- Lena Lena
- Coordinates: 32°45′13″N 81°12′54″W﻿ / ﻿32.75361°N 81.21500°W
- Country: United States
- State: South Carolina
- County: Hampton
- Elevation: 108 ft (33 m)
- Time zone: UTC-5 (Eastern (EST))
- • Summer (DST): UTC-4 (EDT)
- ZIP codes (Estill): 29918, 29939
- Area codes: 803, 839
- FIPS code: 45-40975
- GNIS feature ID: 1246334

= Lena, South Carolina =

Lena (also called Willingham) is an unincorporated community in Hampton County, South Carolina, United States, just east of Estill.

== Geography ==
Lena is located at latitude 32.7535025ºN and longitude 81.2151029ºW, at an altitude of 108 feet (33 m).

==Early history==
Lena's history has largely been intertwined with the Southern Railroad (today's Norfolk Southern).

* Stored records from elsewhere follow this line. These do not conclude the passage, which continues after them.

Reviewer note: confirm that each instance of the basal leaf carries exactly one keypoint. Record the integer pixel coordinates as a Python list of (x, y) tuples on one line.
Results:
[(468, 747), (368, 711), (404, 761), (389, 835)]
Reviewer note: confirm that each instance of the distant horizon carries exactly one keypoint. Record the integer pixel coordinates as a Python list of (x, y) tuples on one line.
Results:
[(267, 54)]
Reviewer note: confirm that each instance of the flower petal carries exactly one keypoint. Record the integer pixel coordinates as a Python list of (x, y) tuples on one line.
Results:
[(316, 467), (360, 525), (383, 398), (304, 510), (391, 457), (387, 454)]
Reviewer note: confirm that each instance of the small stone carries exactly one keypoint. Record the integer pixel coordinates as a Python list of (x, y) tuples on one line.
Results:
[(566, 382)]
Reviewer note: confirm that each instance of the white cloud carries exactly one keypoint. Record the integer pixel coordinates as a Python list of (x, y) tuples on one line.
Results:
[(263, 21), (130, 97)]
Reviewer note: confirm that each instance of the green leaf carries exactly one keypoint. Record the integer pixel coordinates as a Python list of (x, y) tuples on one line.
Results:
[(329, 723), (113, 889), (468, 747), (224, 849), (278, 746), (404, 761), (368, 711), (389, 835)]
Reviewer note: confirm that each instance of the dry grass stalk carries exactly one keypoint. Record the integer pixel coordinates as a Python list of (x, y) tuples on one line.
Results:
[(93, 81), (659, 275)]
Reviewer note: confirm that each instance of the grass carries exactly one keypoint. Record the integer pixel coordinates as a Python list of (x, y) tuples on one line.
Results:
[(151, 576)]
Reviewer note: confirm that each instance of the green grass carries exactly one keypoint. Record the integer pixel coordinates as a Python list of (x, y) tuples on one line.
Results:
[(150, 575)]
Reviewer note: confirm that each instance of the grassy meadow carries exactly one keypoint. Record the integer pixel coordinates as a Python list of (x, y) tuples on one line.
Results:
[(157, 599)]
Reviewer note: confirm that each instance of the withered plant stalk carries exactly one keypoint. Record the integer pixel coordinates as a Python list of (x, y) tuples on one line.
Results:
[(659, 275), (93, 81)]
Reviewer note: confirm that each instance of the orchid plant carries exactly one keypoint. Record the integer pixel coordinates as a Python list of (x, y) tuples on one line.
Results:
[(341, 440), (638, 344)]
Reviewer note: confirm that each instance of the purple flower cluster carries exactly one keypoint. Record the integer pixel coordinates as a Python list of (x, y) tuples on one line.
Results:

From 1899 until the 1980s, Southern operated a line through Lena and nearby Allendale, Tarboro, and Furman. Called the "Southern Columbia to Savannah Route", the rail also ran through Barnwell and Blackville to the North. Its primary purpose for Southern was to increase north–south passenger/freight traffic by feeding into ACL (Atlantic Coast Line) at Hardeeville for passage south to Florida or north to Charleston and other points. The rail line was built to compete with another north–south rail line operated nearby by Seaboard Air Line (also called the Florida Central & Peninsular, later Seaboard Coast Line, and presently CSX) which ran a different course through Denmark, Fairfax, Estill, Garnett (parallel to U.S. Route 321) and then into Georgia. Between 1963 and 1970, Southern abandoned its tracks between Furman and Hardeeville leaving Furman as the ending station from Columbia. Finally, in the early 1980s, Southern abandoned its tracks south of Blackville, ending rail service to Barnwell, Allendale, Lena, and Furman. However, by the 1970s, any rail service to Furman (through Lena) would have been a rare event.

Nearby Estill was founded at about the same time as Lena. Estill (originally named “Lawtonville,” was renamed for the president of the Seaboard Air Line Railroad which laid tracks through what is now Estill at about the same time Southern was laying tracks through what is today's Lena.

Lena was named for Allene Thomson Lawton, whose father, Thomas Oregon Lawton, owned land that Southern workers camped on. Since the name Allene was too similar to the nearby established town of Allendale, the nickname “Lena,” which her father called her, was selected as the name of Southern's station in what is now Lena.